3.3 Software Considerations
MLwiN(Charlton et al., n.d.) is one of the most commonly found software programs for running multiple membership models, as it can natively handle such complex models. I have found that SAS and Stata can be ‘tricked’ into running simple multiple membership models by fitting them as constrained hierarchical models, but with non-continuous outcomes or increased complexity they quickly become computationally inefficient. More worrysome is that the parameter estimates generated by these methods are found to be biased. The same sources say that R can also be tricked (Leckie 2013a), as well as Bayesian estimation being possible by interfacing with JAGS software. Additionally, both R and Stata have functions or packages that allow you to use their interface and run MLwiN in the background, both to allow use of a familiar interface but also to allow for accurate estimation methods with full model recognition.

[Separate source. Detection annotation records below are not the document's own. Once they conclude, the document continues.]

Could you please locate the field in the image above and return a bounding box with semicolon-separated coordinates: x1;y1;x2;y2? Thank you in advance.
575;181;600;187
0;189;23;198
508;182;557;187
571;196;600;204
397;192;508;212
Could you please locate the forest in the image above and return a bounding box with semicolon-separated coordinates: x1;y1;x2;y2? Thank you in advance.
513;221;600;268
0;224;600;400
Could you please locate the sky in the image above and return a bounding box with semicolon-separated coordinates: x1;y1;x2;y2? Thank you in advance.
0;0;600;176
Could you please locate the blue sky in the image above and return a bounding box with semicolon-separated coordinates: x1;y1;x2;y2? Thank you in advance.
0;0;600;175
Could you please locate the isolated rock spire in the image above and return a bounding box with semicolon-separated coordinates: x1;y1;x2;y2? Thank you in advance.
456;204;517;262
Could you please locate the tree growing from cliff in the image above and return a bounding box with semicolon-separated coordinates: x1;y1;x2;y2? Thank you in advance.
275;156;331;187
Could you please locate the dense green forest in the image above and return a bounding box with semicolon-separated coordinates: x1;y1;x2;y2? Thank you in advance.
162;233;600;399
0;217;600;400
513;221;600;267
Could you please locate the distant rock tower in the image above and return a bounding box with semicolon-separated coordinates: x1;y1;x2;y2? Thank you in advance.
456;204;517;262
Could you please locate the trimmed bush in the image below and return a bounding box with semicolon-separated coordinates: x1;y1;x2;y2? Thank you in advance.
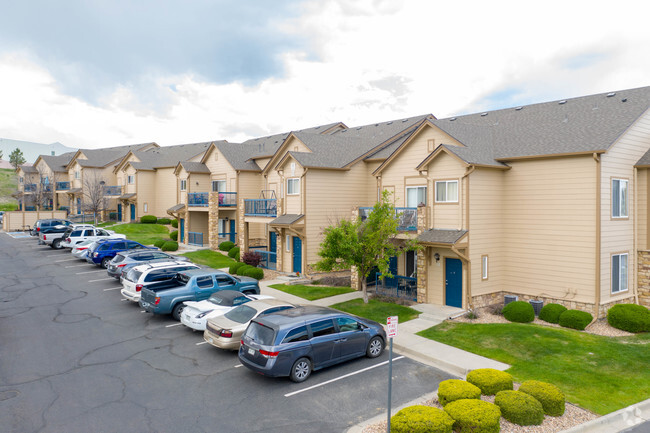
558;310;594;331
445;399;501;433
140;215;158;224
467;368;512;395
494;391;544;425
519;380;566;416
501;301;535;323
244;268;264;280
539;304;567;323
607;304;650;333
160;241;178;251
219;241;235;251
228;247;239;260
438;379;481;406
390;405;454;433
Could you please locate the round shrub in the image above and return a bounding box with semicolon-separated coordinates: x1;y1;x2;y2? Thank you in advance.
558;310;594;331
140;215;158;224
501;301;535;323
519;380;565;416
160;241;178;251
438;379;481;406
539;304;567;323
244;268;264;280
390;405;454;433
219;241;235;251
445;399;501;433
494;391;544;425
467;368;512;395
607;304;650;333
228;247;239;260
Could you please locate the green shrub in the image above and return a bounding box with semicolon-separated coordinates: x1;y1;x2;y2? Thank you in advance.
140;215;158;224
494;391;544;425
219;241;235;251
438;379;481;406
607;304;650;333
445;399;501;433
390;405;454;433
539;304;567;323
519;380;566;416
228;262;246;275
160;241;178;251
558;310;594;331
501;301;535;323
244;267;264;280
467;368;512;395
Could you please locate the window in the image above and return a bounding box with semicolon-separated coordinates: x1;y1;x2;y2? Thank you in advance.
612;179;627;218
287;178;300;195
612;253;627;293
406;186;427;207
481;256;488;280
436;180;458;203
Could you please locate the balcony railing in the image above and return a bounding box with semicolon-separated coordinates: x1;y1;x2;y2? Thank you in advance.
359;207;418;232
187;192;210;207
104;185;122;196
244;198;278;217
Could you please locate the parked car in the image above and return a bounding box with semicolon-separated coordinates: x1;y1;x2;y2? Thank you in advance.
106;250;189;280
140;269;260;320
86;239;158;268
204;299;295;350
181;290;273;331
239;306;386;382
120;260;201;302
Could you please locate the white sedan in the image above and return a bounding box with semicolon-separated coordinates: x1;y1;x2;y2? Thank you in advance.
181;290;273;331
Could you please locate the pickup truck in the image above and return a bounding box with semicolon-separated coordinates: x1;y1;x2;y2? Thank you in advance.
139;269;260;320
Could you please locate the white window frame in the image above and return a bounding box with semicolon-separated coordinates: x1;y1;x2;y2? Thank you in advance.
287;177;300;195
612;178;630;218
612;253;630;293
434;180;459;203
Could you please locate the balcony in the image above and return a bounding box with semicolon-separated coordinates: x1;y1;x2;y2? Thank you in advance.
359;207;418;232
244;198;278;217
104;185;122;196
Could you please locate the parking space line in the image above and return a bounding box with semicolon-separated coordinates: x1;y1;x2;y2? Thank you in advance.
284;356;404;397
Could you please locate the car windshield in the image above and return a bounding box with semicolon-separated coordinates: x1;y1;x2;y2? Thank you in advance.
225;305;257;323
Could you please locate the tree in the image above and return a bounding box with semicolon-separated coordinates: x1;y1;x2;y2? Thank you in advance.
315;191;418;303
9;148;26;170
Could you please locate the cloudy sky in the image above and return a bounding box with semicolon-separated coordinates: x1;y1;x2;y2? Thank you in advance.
0;0;650;147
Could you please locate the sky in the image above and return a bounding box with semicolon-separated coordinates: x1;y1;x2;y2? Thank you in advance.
0;0;650;148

MLwiN is not a free software and is produced by the University of Bristol. A 30-day free trial with full functionality is available to anyone in the world, and for researchers in the US, a single-user license is £400 or a PhD license is available for £225, though it expires after 3 years. In order to perform the analyses demonstrated below, I obtained a 30-day free license and used the R2MLwiN (Zhang et al. 2023) package to allow me to use an R interface. While the R code is provided, it will not work unless you also have a valid MLwiN license.
Heck, Reid, and Leckie (2022) used OpenBUGS for some more complex multiple membership cross classified modeling of longitudinal data, but at this time OpenBUGS website no longer exists and has been ported to MultiBUGS Goudie et al. (2020). One potential drawback of this program is the mis-classification of its software framework by virus detection programs as a virus, leading it to be uninstallable or to throw errors. MultiBUGS also reports that an R interface (R2MultiBUGS) is under development.